Example agent snippet (using LangChain with PyTorch/XLA):
import torch
import torch_xla.core.xla_model as xm
from langchain.agents import initialize_agent
from langchain.llms import HuggingFacePipeline
from transformers import pipeline
device = xm.xla_device() # TPU device
pipe = pipeline("text-generation", model="meta-llama/Llama-3-8B", device=device)
llm = HuggingFacePipeline(pipeline=pipe)
agent = initialize_agent(tools=[your_tool], llm=llm, agent_type="react")
response = agent.run("Plan a trip to Tokyo using flight APIs.")

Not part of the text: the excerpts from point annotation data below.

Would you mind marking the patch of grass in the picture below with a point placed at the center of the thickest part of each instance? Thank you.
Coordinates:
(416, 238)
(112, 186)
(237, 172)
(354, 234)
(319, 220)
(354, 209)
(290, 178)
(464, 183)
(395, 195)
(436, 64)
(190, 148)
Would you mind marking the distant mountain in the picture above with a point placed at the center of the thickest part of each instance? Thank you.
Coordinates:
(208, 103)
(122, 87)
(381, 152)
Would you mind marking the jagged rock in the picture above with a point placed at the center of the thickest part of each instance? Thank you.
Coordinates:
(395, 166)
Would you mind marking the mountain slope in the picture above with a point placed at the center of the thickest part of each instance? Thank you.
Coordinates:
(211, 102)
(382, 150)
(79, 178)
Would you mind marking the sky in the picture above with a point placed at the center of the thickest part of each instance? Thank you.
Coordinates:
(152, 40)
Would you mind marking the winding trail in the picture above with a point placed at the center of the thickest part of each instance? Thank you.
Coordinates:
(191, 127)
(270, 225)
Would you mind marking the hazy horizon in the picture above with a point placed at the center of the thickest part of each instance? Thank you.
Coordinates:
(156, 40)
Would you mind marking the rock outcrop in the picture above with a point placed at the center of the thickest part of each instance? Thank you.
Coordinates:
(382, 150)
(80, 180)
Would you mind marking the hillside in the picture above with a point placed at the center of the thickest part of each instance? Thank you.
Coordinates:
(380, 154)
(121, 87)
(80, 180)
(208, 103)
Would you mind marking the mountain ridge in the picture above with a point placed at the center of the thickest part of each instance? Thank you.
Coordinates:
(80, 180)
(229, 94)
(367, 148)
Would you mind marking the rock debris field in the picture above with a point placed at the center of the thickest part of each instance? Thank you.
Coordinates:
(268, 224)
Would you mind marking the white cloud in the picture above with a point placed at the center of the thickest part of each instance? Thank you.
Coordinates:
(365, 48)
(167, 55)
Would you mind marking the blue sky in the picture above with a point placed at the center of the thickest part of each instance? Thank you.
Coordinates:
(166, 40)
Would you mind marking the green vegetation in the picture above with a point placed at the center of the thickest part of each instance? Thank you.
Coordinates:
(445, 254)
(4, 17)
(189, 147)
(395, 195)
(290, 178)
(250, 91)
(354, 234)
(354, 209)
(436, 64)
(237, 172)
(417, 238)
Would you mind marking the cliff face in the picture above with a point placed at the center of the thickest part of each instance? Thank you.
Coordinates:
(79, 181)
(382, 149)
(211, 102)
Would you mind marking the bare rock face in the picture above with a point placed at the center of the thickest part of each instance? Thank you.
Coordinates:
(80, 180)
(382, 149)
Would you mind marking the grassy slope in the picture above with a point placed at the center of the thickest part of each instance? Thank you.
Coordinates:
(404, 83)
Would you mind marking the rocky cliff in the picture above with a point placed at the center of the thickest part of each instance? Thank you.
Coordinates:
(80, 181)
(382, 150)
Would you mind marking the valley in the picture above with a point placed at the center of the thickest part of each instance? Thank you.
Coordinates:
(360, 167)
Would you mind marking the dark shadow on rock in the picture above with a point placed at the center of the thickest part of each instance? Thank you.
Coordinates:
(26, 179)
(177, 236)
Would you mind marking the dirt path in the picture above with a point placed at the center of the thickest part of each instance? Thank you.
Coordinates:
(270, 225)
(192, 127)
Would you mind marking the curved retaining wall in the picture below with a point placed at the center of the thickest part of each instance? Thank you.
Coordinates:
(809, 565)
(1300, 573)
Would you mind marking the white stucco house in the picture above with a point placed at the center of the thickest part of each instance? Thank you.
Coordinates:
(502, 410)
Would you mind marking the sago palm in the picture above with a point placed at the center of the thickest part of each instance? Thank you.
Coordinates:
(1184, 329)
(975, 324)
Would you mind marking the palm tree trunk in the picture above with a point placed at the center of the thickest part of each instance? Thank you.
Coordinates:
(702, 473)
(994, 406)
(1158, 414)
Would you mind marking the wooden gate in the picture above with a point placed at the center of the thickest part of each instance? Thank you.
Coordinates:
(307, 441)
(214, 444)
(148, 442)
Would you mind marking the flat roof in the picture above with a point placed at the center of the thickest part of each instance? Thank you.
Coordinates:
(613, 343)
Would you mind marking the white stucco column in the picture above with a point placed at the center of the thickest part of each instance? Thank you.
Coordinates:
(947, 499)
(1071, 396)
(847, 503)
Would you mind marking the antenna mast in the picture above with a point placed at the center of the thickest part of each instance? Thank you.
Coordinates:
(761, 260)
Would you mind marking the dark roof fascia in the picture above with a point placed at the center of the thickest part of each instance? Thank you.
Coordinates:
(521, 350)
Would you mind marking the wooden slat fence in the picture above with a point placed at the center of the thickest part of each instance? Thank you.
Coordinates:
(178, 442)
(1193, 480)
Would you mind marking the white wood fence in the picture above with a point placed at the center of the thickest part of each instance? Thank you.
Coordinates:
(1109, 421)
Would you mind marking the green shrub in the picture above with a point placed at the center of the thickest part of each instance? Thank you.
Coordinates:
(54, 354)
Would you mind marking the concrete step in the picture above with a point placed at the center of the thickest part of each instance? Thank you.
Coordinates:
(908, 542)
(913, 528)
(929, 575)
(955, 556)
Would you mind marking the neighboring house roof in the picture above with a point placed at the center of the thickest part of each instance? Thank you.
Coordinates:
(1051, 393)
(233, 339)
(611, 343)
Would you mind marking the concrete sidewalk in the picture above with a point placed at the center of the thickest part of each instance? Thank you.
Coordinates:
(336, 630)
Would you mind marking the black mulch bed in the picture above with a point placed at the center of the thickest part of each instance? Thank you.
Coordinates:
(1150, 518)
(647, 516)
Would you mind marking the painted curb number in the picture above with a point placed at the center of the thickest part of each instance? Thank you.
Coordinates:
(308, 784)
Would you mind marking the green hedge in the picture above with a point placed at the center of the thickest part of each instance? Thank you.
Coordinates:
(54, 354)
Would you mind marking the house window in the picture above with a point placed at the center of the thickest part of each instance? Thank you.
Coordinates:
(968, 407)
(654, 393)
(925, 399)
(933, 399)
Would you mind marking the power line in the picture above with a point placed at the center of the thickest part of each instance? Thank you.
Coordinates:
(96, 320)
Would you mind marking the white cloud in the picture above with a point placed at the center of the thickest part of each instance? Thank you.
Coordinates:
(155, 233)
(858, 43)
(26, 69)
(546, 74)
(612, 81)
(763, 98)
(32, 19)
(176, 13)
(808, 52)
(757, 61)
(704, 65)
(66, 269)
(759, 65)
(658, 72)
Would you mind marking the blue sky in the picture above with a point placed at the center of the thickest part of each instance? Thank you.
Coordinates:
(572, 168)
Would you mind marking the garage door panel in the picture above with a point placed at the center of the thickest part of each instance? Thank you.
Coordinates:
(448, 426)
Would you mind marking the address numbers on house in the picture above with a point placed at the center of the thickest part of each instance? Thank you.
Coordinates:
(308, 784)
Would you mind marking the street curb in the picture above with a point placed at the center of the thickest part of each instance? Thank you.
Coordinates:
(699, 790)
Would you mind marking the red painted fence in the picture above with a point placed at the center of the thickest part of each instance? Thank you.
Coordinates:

Limitations and Best Practices
While fully viable, TPUs aren't a drop-in for every setup:
- Ecosystem Tie-In: Google Cloud-only (no on-prem/multi-cloud like GPUs). Some ops (e.g., certain custom autograd functions) fallback to CPU, causing minor latency spikes—avoid by sticking to XLA-optimized kernels.
- Dynamic Shapes: Agents with highly variable inputs may incur recompilation; use dynamic shape support in PyTorch/XLA 2.5+ to mitigate.
- Cost/Scale: Excels at >10k QPS; for dev/testing, start with free Colab/Kaggle TPUs.
- Migration Tip: If GPU-based, port via Torchax for PyTorch→JAX bridging in vLLM—5x faster than 2025 baselines.
In summary, yes—TPUs via PyTorch/XLA are production-ready for exclusive LLM and agent inference, offering superior efficiency for scale. For prototypes, test on TPU v5e; for prod, scale to pods with vLLM. If your agents need GPU-specific tools (e.g., NVIDIA Dynamo), hybrid is an option, but pure TPU works great for most.